Before consideration of what accommodation, if any, to allow Blackhouse for his alleged disability, the court had a responsibility to evaluate the merits of his protection from abuse claim. There is no right to maintain, and force a named defendant to defend, an incredible, frivolous, or bizarre claim. A person claiming a disability has no greater right than any other person to circumvent the court’s essential gatekeeping function on these issues.
Addressing a court’s gatekeeping function, the United States Supreme Court, in Bell Atlantic Corp. v. Twombly, 550 U.S. 544, 570, 127 S.Ct. 1955, 167 L.Ed.2d 929 (2007), has held that a complaint, to avoid dismissal, must be “plausible on its face”:
[W]e do not require heightened fact pleading of specifics, but only enough facts to state a claim to relief that is plausible on its face. Because the plaintiffs here have not nudged their claims across the line from conceivable to plausible, their complaint must be dismissed.
The complaint here, not being plausible on its face, was appropriately dismissed….

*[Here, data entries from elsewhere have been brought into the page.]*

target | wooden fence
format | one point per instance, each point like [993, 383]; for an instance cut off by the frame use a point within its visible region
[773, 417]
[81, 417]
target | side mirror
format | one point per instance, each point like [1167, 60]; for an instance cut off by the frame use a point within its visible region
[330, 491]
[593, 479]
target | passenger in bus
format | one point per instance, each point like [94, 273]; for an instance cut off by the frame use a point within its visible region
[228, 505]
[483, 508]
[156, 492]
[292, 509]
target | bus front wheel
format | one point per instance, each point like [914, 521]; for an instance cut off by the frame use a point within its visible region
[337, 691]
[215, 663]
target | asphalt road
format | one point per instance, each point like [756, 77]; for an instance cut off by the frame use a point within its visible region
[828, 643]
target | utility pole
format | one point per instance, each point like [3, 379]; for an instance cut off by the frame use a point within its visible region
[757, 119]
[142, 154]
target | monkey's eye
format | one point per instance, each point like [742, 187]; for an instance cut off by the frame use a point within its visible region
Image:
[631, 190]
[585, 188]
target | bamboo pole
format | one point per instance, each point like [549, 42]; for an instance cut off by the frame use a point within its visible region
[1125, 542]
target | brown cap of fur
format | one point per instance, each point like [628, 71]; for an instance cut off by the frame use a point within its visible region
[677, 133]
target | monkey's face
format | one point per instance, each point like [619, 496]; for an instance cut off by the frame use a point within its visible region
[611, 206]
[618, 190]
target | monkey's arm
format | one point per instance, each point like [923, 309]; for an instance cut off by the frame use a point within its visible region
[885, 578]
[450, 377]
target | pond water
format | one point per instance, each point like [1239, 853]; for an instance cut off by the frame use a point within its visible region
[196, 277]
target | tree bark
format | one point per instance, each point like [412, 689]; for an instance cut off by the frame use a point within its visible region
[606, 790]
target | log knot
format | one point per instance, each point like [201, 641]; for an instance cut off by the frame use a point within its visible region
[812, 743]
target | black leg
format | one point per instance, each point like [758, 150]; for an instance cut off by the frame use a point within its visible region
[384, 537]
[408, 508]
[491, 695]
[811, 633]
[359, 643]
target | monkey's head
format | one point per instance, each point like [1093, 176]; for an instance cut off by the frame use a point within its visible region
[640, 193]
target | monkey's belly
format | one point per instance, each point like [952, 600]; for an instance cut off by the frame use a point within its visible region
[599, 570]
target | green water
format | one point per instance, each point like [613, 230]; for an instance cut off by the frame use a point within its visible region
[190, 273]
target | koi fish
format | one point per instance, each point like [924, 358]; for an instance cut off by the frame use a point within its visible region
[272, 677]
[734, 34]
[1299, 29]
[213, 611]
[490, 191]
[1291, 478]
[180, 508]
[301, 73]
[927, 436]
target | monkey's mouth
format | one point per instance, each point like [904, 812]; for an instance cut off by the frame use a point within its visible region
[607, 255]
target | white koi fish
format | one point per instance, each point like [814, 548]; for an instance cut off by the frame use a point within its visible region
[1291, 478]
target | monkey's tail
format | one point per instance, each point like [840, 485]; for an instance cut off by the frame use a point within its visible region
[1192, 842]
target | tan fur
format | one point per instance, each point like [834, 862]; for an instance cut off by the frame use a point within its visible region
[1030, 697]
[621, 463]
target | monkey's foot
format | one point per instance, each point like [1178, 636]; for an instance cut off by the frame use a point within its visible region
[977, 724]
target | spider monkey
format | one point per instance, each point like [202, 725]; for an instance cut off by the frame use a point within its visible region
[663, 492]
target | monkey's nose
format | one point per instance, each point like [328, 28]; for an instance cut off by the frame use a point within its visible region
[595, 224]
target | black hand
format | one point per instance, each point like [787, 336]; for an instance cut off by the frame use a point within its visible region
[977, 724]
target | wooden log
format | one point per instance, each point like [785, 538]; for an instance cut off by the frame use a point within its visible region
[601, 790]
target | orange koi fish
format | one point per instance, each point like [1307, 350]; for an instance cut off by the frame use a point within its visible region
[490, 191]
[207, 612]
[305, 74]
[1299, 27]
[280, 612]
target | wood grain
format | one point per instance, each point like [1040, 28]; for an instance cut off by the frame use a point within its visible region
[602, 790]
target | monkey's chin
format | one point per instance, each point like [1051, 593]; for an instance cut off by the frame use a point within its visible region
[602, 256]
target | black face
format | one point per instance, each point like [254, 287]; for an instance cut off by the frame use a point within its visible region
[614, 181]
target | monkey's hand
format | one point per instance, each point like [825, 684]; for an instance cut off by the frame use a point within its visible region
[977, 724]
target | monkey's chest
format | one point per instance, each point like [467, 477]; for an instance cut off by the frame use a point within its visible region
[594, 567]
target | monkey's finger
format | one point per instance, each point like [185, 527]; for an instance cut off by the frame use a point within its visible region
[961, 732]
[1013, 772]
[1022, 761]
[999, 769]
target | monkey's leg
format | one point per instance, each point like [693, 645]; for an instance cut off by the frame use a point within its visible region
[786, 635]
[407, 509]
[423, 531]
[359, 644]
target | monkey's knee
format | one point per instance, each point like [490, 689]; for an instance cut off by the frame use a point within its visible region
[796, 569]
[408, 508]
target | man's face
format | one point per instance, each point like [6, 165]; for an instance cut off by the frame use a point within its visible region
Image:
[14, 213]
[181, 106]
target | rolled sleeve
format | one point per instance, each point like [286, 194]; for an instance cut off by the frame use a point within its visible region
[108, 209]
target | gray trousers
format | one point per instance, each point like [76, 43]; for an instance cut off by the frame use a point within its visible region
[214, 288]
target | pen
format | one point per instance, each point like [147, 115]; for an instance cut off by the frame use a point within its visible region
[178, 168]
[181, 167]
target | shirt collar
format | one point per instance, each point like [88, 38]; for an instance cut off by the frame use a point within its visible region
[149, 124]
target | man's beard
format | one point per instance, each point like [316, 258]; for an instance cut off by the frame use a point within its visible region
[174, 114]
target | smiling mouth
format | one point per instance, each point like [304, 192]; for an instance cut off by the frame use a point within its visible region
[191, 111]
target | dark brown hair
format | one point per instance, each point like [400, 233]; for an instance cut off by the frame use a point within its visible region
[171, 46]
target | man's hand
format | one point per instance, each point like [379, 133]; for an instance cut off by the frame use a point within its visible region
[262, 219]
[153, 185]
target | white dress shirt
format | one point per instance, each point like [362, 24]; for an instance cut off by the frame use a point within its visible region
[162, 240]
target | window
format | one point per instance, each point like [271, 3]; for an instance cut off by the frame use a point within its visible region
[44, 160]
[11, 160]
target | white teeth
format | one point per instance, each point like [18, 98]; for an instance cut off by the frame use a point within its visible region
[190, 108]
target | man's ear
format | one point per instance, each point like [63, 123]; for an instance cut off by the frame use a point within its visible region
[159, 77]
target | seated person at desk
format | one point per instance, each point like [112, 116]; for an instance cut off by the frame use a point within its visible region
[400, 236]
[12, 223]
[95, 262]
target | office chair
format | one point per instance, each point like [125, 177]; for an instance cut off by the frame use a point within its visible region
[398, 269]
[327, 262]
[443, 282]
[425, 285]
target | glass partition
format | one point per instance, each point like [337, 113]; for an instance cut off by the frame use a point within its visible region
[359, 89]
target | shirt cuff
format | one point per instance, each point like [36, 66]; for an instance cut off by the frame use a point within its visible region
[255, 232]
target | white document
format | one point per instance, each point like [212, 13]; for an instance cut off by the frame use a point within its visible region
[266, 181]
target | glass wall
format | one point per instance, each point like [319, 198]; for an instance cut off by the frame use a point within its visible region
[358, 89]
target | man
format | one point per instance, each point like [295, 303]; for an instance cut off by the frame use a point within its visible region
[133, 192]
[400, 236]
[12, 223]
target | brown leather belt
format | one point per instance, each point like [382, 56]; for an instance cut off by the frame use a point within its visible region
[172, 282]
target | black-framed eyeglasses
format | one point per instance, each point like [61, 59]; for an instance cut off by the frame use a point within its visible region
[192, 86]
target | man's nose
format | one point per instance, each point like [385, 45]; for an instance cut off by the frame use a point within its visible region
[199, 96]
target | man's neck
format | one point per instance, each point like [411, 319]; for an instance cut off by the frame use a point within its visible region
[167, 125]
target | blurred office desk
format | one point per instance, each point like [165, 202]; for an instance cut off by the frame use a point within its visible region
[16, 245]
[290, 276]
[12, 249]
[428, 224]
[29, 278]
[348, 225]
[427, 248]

On the face of the pleadings filed by Blackhouse, and considering the history of his prior action, the wide ranging and severe relief Blackhouse was seeking against Doe and many others, the deprivation of due process for Doe that Blackhouse was requesting as an accommodation, and the apparent incredibility of many of Blackhouse’s claims, the trial court properly dismissed Blackhouse’s action. The finding of insufficiency of the evidence on the merits, made at the temporary order stage, can be affirmed when there is no suggestion that at the final hearing stage any evidence would have been presented that was not before the court when it denied the request for a temporary order.
Reasonable accommodation of anyone with a disability who must be before the court, or who seeks to bring a proper action before the court, is appropriate and is part of our obligation to provide access to justice. But that obligation to provide reasonable accommodation does not extend to lending a hand to promote a facially frivolous, vexatious, or incredible claim, and doing so, as Blackhouse requests, by depriving the targets of his accusations of the right to confront their accuser who seeks to take their money and jeopardize their fundamental right to quiet enjoyment of their homes.